Appellant alleged, as he had in his fourth PCRA petition, that he had never
received a copy of the bench warrant underlying his arrest. Appellant
additionally argued that officers conducted an illegal search of his person at
the police station before issuance of the search warrants. See PCRA Petition,
10/21/22, at 3-4; see also id. at 3 (stating the search included taking “nude
photographs of my naked body” without a search warrant or probable cause)).

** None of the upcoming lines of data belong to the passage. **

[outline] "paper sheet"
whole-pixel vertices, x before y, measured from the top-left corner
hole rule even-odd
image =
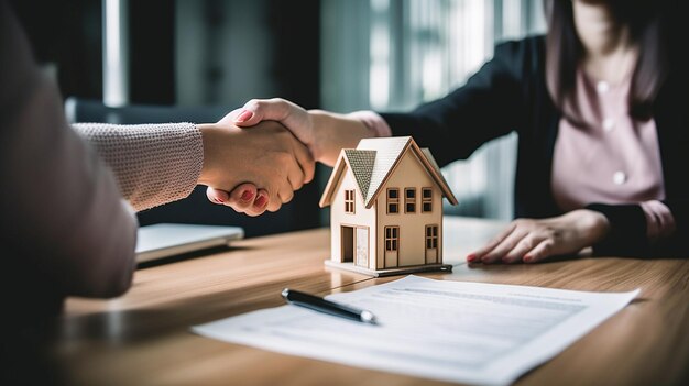
[[[636,295],[433,280],[418,276],[328,296],[378,326],[298,306],[197,326],[201,335],[391,373],[504,385],[551,359]]]

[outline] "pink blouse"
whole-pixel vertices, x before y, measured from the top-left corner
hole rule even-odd
[[[578,102],[589,128],[578,129],[560,120],[553,159],[551,189],[564,211],[589,203],[639,203],[646,214],[650,240],[675,230],[665,198],[660,151],[654,120],[634,120],[628,114],[631,79],[620,85],[594,84],[577,74]],[[350,113],[375,136],[390,136],[385,120],[372,111]]]
[[[560,120],[553,159],[553,195],[565,211],[591,202],[639,202],[649,239],[672,232],[665,198],[655,121],[630,117],[631,78],[619,85],[577,74],[578,103],[586,129]]]

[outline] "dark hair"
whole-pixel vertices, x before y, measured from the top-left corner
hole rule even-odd
[[[575,98],[577,66],[583,46],[575,27],[572,1],[544,0],[548,33],[546,36],[546,82],[555,106],[576,125],[583,120]],[[648,120],[653,102],[669,71],[667,33],[661,0],[609,0],[619,22],[630,27],[638,45],[638,59],[632,75],[628,106],[632,117]]]

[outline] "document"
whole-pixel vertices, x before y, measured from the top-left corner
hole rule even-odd
[[[193,331],[351,366],[506,385],[621,310],[638,291],[583,293],[407,276],[326,297],[370,310],[378,324],[287,305]]]

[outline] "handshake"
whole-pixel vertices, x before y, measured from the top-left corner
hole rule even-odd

Appellant also asserted his first PCRA counsel was ineffective for failing to
obtain a copy of the bench warrant.3
The PCRA court appointed Counsel to represent Appellant and directed
Counsel to file an amended PCRA petition. The Commonwealth filed a motion
to dismiss Appellant’s fifth PCRA petition as untimely filed. In lieu of filing an
amended PCRA petition, Counsel filed a motion for leave to withdraw from
representation and a Turner/Finley “no-merit” letter. On May 2, 2023, the
PCRA court issued Pa.R.Crim.P. 907 notice of its intent to dismiss Appellant’s
PCRA petition without a hearing. The PCRA court also directed Counsel to
3 Appellant purported to challenge first PCRA counsel’s ineffectiveness under
the Pennsylvania Supreme Court’s decision in Commonwealth v. Bradley, 261 A.3d 381, 401 (Pa. 2021) (holding “a PCRA petitioner may, after a PCRA court denies relief and after obtaining new counsel or acting pro se, raise claims of PCRA counsel’s ineffectiveness at the first opportunity to do so, even if on appeal.” (footnote omitted)).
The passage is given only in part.